A Bruxelles, ces nouveaux développements sont reçus avec un mélange de soulagement et d’inquiétude. Le soulagement tient au fait que Londres, enfin, envoie un signal. Depuis le début du mois de janvier, plus rien ne bougeait et le principal négociateur britannique, Oliver Robbins, n’avait pas été vu en ville. Au moins cette exaspérante phase de suspension va-t-elle prendre fin.

Mais l’inquiétude reste palpable : rien ne permet d’affirmer, à ce stade, que le jeu va réellement se débloquer. « Les Britanniques n’ont jamais été capables de venir à nous avec un message clair », se désole un Européen proche des tractations qui redoute de voir Theresa May tergiverser à nouveau, comme elle a semblé le faire en décembre . La voie sera extrêmement étroite. Les Européens le martèlent, et Emmanuel Macron l’a encore répété mardi : l’accord de divorce conclu fin novembre avec l’UE est « le meilleur accord possible et il n’est pas renégociable ». Mais rien n’interdirait, en revanche, de faire preuve de créativité formelle pour donner à Londres des gages de sérieux juridique. A l’époque de la négociation de l’accord de libre-échange avec le Canada, le blocage de la Wallonie avait été dépassé grâce à une déclaration interprétative.
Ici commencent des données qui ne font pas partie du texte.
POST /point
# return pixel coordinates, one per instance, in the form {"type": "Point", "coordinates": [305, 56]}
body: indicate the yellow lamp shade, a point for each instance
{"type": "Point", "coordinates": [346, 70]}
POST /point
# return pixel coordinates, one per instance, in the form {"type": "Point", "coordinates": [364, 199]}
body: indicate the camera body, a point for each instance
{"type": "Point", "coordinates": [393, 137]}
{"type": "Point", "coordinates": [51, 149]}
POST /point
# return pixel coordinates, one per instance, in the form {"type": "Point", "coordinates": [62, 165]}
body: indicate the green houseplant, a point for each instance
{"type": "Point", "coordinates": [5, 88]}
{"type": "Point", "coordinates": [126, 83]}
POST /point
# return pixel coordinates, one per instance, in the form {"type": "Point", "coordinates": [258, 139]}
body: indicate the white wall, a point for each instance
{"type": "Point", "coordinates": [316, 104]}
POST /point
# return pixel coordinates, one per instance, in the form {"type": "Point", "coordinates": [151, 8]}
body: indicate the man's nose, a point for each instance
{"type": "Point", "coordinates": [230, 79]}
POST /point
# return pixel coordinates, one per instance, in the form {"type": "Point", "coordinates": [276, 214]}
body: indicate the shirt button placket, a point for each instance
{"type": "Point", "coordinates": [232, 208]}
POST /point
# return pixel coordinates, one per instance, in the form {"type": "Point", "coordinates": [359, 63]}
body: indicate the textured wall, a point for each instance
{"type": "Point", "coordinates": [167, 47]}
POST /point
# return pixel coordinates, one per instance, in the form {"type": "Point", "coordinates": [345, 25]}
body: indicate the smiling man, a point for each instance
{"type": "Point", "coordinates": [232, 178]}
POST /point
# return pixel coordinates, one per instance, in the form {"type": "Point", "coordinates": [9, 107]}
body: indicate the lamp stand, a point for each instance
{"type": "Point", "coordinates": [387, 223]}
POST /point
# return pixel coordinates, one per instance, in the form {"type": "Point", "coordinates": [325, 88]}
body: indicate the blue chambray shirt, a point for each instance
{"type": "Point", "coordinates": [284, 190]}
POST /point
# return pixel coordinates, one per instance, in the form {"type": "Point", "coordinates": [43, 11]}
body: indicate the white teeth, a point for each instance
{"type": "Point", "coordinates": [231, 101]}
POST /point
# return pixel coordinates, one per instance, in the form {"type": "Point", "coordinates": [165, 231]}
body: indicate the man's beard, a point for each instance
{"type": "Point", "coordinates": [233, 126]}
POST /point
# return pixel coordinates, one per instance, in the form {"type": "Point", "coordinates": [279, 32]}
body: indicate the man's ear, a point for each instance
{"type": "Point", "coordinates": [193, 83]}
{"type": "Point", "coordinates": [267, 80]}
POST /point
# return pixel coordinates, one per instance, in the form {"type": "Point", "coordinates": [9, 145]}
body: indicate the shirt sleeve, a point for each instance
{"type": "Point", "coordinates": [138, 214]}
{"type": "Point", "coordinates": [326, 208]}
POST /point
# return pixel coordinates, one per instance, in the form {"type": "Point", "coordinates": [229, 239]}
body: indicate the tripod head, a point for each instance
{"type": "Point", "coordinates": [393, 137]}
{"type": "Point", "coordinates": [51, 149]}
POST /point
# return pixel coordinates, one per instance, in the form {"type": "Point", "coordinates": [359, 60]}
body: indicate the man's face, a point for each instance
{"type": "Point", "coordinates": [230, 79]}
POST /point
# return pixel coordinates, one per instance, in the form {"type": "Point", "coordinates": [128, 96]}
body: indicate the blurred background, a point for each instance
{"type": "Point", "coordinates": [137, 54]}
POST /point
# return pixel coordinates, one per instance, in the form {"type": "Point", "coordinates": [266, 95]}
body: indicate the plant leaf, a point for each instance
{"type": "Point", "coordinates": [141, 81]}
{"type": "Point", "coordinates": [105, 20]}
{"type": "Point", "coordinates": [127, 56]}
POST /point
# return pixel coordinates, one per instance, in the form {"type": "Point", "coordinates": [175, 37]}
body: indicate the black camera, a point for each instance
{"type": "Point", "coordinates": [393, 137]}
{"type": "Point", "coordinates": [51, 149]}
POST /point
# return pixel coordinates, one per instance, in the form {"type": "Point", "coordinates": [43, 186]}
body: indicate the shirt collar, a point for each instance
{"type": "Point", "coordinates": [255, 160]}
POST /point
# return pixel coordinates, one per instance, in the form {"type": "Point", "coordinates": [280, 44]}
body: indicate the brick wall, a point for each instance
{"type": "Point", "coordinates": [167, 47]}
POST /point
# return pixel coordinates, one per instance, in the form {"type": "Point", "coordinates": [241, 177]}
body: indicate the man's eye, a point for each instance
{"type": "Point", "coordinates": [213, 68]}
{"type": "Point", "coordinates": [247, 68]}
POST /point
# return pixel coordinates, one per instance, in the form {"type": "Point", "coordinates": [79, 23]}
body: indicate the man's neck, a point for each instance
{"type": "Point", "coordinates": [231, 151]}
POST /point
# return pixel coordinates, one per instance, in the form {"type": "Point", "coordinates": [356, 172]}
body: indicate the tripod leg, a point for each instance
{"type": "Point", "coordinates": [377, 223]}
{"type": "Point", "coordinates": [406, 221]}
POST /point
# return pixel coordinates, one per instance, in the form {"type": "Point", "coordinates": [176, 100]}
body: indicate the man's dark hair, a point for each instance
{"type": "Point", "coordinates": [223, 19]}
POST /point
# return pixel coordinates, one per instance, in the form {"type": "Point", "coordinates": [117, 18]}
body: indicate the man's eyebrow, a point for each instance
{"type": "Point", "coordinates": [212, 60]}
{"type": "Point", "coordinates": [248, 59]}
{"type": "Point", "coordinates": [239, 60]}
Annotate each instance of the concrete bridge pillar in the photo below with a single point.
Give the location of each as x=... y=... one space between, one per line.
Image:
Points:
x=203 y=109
Cette fois, pourquoi ne pas imaginer un codicille à l’accord, solide juridiquement, qui viendrait préciser un certain nombre de points, relatifs au « backstop » notamment ? Il resterait, dans ce codicille, à inclure l’idée qui satisferait la demande de Londres de ne pas être prisonnier éternellement de ce filet de sécurité irlandais, sans pour autant fragiliser le mécanisme d’assurance que représente ce « backstop ». Un sérieux casse-tête en vue. Mais, d’après nos informations, c’est l’une des seules pistes sérieuses actuellement à l’étude à Bruxelles.